Because there are potential changes afoot to the education system in Bulgaria. On the surface this is a good thing as much of the current system is outdated and antiquated but there is at least one major proposed change that has the potential to drastically alter the landscape of foreign language instruction throughout the country.
Here’s the deal, I’m a foreign teacher and have been living and working in Sofia, Bulgaria now for almost four years. I’m what’s called a native speaker and I’ve taught in two different schools–one public and one private. I teach my whole class each and every day in English. I interact each day only in English with my Bulgarian students.
It’s been quite an experience for me and for the students.
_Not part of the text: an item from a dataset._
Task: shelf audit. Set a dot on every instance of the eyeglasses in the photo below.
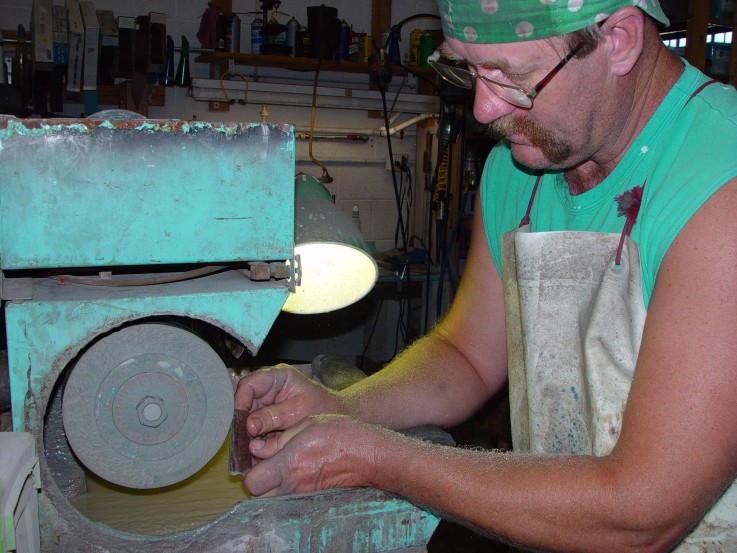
(513, 94)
One, for the record, I wouldn’t change for the world.
I’ve met lots of students who are hungry to learn English but I’ve also met with plenty of bureaucracy. These things happen. This said, I’ve liked it so much so that I signed another year long contract in February and this week I learned that my work permit has been approved for the next year. Hip-hip-horay.
Thus, I was surprised to learn last week about a new Education Act which was written by the Bulgarian Ministry of Education and has been submitted to the Bulgarian National Assembly for its first read which among other things if approved would only allow for foreign teachers from European Union countries to teach in Bulgarian schools.
Think about that for a minute.
That shit is crazy.
I can’t for the life of me imagine why Bulgaria as a country would do this to herself and to her students. It makes no sense. Native speakers are a huge resource for a school. They provide an excellent opportunity for students to learn, practice and hone a foreign language.
Moreover, Bulgaria has a long standing tradition of language schools.
In fact, the American College of Sofia (ACS), where I work, is one of these schools. And, yes. We’re an American school. One which was founded in Bulgaria over 150 years ago. That makes us one of the oldest (if not the oldest) American educational institutions outside of the United States. Not bad Bulgaria, not bad.
Thus it probably shouldn’t surprise anyone that Americans teach at this school. Lots of us. And surprise, surprise, America’s not part of the EU. At this point I probably don’t need to connect the dots for you but I will any way. This means that if this law were to pass as it currently written there’d be no place for foreign American teachers in Bulgaria and by extension at ACS.
Of course as soon as our school administration learned about the proposed Education Act, they began to explore and to address this problem (and others created by the proposed act) through every possible avenue. At this point, I’m not worried about ACS or my job here as neither of these things actually seem to be in jeopardy but this seems to be because the school was proactive in addressing these problems and very likely we will receive an exemption of some sort.
What’s more concerning is what this means for the state of education in Bulgaria.
This new law would prohibit not only Americans from teaching English but anyone outside of the EU from teaching in a Bulgarian school. Sure this allows for the classics to be taught by native speakers like French, Spanish, German and British English but what about languages like Russian, Chinese or even Japanese?
I don’t know any other way to say this: a law that prohibits native speakers from teaching in Bulgarian schools is short sighted.
International schools had a place in Bulgaria’s past and they should clearly have a place in Bulgaria’s future as well. The importance of international schools in Bulgaria should not be overlooked. Limiting schools in such a way hurts everyone.